Another command holds the client lock: 
pid=12
owner=client
cwd=/workspace

Waiting for it to complete...
Another command holds the client lock: 
pid=13
owner=client
cwd=/workspace

Waiting for it to complete...
Starting local Bazel server and connecting to it...

My cloudbuild.yaml looks like this below:

steps:

-   name: "gcr.io/cloud-builders/bazel"
    id: "Building Bazel components and Uploading the component manifest for ml_cmp_1 "
    entrypoint: "bash"
    args:
        - "-c"
        - |
            cmp_dir=components/train_test_split_1
            cmp_bazel_file="$cmp_dir/BUILD.bazel"
            bazel run --remote_cache=${_BAZEL_CACHE_URL} --google_default_credentials --define=PROJ_ID=${_PROJECT_ID} //$cmp_dir:container_push

    waitFor: ["-"]

-   name: "gcr.io/cloud-builders/bazel"
    id: "Building Bazel components and Uploading the component manifest for ml_cmp_2 "
    entrypoint: "bash"
    args:
        - "-c"
        - |
            cmp_dir=components/train_test_split_2
            cmp_bazel_file="$cmp_dir/BUILD.bazel"
            bazel run --remote_cache=${_BAZEL_CACHE_URL} --google_default_credentials --define=PROJ_ID=${_PROJECT_ID} //$cmp_dir:container_push

    waitFor: ["-"]


timeout: 86399s
logsBucket: gs://some_project_id_cloudbuild/logs
options:
  machineType: 'N1_HIGHCPU_8'
  substitution_option: 'ALLOW_LOOSE'

substitutions:
    _PROJECT_ID: "some_project_id"
    _BAZEL_CACHE_URL: "https://storage.googleapis.com/some_project_id_cloudbuild/bazel-cache"

Solution

  • If you want to run multiple bazel commands in parallel, they each need their own --output_base flag. That will make each build independent.
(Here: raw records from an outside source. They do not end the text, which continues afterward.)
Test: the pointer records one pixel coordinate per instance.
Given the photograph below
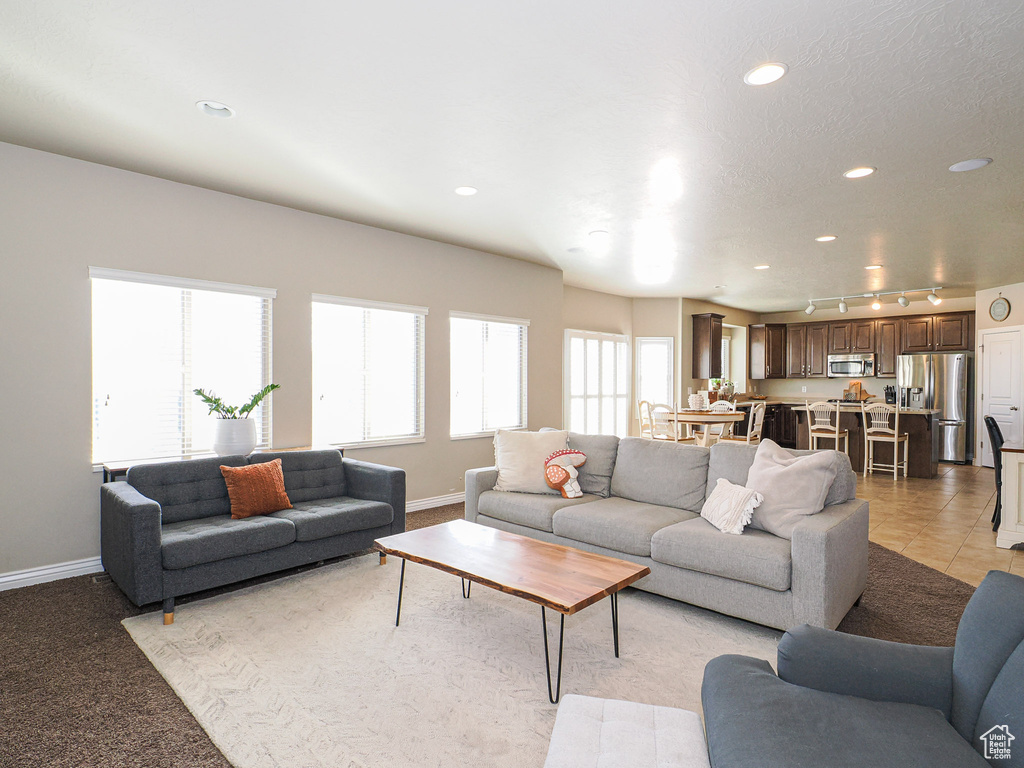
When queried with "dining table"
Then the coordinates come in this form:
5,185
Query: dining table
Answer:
701,419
    If you want them to share intermediate outputs within the same build machine, a shared --disk_cache is the simplest approach. You could also set up a full remote cache which would cache outputs across build machines. If you want parallel builds to deduplicate common actions fully, you'll need to set up remote execution.